- cuello de caracol -
La muchacha había nacido con una deformidad en el rostro que le inutilizaba un ojo, y como consecuencia llevaba un parche con el símbolo de la paz, sufría de humores melancólicos y se daba con facilidad y hastío a los hombres que mostraban gana de ella. Precisamente por su deficiencia visual, había porfiado hasta trabajar en una tienda de fotografía de barrio, revelando carretes y vendiendo álbumes de cartón y marcos de metacrilato.
Doña Serena, por su parte, era un ama de casa casada con un longevo y tenaz Don Claudio. Pese a que la diferencia entre ambos era de doce años, Don Claudio, a sus ciento tres, había sobrevivido a su esposa y la había atendido diligentemente y con lucidez en su prolongada demencia.

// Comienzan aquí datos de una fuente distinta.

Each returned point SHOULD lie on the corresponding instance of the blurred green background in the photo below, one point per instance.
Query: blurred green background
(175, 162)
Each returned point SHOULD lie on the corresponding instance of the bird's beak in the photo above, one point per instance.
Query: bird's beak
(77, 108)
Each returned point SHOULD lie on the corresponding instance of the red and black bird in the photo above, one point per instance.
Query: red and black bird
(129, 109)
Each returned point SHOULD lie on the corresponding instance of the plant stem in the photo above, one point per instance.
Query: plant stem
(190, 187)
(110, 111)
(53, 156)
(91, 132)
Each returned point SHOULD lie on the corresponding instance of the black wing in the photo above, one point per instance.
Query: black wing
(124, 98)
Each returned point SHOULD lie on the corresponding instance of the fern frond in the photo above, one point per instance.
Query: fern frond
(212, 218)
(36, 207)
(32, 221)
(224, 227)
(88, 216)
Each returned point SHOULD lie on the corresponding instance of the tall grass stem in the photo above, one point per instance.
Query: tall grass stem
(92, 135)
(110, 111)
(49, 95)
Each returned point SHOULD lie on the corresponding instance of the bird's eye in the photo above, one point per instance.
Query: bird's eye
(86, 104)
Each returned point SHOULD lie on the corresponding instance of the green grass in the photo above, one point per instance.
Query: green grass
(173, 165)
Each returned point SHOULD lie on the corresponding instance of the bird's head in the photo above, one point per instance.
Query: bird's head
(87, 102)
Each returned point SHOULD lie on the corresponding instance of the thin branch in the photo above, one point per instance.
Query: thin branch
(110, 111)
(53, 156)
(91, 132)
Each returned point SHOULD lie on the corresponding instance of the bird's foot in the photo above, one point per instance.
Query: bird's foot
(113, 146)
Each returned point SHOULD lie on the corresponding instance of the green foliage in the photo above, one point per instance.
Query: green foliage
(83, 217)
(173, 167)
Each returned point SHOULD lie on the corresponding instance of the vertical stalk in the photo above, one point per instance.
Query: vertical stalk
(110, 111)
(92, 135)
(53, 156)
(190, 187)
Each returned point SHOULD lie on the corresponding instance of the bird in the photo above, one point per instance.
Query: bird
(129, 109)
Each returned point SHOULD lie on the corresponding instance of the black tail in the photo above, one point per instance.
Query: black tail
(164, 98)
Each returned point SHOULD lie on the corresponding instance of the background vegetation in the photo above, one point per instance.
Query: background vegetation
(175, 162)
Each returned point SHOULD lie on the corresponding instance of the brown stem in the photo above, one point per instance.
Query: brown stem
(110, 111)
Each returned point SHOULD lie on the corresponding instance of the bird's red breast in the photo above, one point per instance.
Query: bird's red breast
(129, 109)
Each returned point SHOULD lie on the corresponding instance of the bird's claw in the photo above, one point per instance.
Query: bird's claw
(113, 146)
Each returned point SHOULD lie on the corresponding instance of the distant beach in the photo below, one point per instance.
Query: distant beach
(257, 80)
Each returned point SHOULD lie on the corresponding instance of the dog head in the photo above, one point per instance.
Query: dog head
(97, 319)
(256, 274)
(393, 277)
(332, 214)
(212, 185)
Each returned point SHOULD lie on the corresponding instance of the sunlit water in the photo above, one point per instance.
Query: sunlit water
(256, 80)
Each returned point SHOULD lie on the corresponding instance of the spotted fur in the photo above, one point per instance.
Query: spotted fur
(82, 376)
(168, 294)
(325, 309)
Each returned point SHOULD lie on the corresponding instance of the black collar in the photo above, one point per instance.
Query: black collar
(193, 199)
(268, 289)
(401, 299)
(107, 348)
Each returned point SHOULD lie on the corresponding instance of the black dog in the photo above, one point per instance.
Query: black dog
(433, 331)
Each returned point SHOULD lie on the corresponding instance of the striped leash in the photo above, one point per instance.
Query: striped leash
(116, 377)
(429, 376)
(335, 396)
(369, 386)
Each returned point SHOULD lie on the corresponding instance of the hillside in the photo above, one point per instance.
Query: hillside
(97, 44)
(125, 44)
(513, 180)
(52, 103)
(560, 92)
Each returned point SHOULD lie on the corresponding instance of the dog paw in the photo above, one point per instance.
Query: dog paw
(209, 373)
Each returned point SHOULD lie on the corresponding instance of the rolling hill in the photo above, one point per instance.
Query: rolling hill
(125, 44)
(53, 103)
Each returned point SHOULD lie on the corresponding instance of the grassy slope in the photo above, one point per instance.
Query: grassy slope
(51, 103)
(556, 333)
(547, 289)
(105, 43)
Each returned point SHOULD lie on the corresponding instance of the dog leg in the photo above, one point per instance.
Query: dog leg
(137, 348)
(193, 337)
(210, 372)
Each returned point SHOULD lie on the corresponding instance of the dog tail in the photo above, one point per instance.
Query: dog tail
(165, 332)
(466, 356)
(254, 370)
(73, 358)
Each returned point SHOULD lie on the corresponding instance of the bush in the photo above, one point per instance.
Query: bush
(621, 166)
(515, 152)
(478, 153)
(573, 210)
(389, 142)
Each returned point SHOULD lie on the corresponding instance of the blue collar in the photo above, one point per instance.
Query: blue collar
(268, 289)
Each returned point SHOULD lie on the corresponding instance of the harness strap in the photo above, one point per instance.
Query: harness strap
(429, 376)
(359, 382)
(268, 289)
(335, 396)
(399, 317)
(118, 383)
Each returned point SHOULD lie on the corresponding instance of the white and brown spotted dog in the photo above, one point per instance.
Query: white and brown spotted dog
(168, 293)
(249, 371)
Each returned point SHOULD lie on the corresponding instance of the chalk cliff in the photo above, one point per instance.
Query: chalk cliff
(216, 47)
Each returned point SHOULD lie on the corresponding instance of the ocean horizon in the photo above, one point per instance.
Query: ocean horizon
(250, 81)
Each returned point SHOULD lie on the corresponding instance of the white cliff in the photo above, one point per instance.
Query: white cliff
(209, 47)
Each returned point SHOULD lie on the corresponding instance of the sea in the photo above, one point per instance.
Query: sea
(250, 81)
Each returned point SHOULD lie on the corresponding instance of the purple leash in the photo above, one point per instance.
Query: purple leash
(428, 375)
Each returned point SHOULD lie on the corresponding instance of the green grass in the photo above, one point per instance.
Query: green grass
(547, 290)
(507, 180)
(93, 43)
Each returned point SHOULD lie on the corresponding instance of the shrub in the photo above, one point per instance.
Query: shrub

- Don Claudio, le ruego que me disculpe por molestarle en su aflicción. Su difunta esposa, que Dios acoja en su gloria, me era una mujer querida, pese a que solo tuve el placer de conocerla durante unos meses, hace unos años.
La Tuerta rumió estas palabras en una docena de ocasiones ante la puerta del viudo, pero siempre le faltó valor para llamar al timbre e importunar el desconsuelo que le suponía. Maldijo su timidez, la misma que la había conducido hasta aquella puerta, y al fin se decantó por una opción más innoble: durante seis noches se dio a rebuscar en la basura de Don Claudio.
Con el corazón arremangado, removió faldas con blusas, rulos con lacas y cremas y guantes. Vio pasar una vida en zapatos y medias. Imaginó en una punzada el alma quebradiza del viejo al deshacerse de aquellas enaguas. Respiró su pesadumbre centenaria al contemplar la ropa de mujer cuidadosamente doblada antes de ser depositada en la basura.
Al fin, su penoso husmeo dio frutos: la Tuerta rescató un álbum de fotos oculto bajo una colección de libros de cocina.
Es difícil describir la conmoción de la muchacha al sostener el objeto que la había atormentado en sus noches de adolescente, arrodillada ahora en un callejón, entre basuras, sucia y afligida. Huyó con su tesoro bajo el abrigo hasta un banco junto a una farola, y allí lo examinó.
Estaban todas, no eran más de un centenar. Las recordaba, una por una, pese a los años transcurridos, porque eran las mismas manos ladronas que ahora tanteaban aquellas fotografías las que en su momento las revelaron a petición de la anciana.
Las fotos de una vieja demenciada, decía su jefe. Lástima de mujer, Doña Serena, decía. Fotos sin significado, desenfocadas, de objetos incomprensibles. Unos pocos carretes, no muchos.
La Tuerta despegó una de las fotografías, borrosa, de una mancha grisácea y de aspecto resbaladizo, demasiado cerca para identificar qué podría ser. La volvió, y sus latidos se desbocaron; allí estaba la escritura temblorosa de la anciana, desvelando por fin su pequeño misterio personal. Decía: "El cuello de un caracol".
Despacio, con avidez dolorosa, la Tuerta fue volviendo una por una todas las fotografías y descifrando la escritura de la anciana.
La axila de un árbol. Cable telefónico. Tierra de un alcorque. La pata de un caballete. Cola de un perro meneándose. Respaldo. Boca de alcantarilla entreabierta. Manga del abrigo de Don Hilario, el librero. Ladrillo mojado. Barrote de la reja de la parroquia de Santa Águeda. Rueda.
La Tuerta repasó las fotos y sus leyendas durante horas, tomándolas con cuidado por el borde, hasta que amaneció. Entonces, con el alma entumecida, volvió a colocarlas en su lugar, una por una, ocultando de nuevo y para siempre los apuntes secretos que solo Doña Serena y ella compartieron.
Volvió sobre sus pasos y depositó el álbum en el montón de libros de donde horas atrás lo había secuestrado. Cuando se alejaba camino de la tienda, cercana ya la hora de abrir, escuchó a su espalda el ruido de un camión y le llegó el olor dulzón de la basura.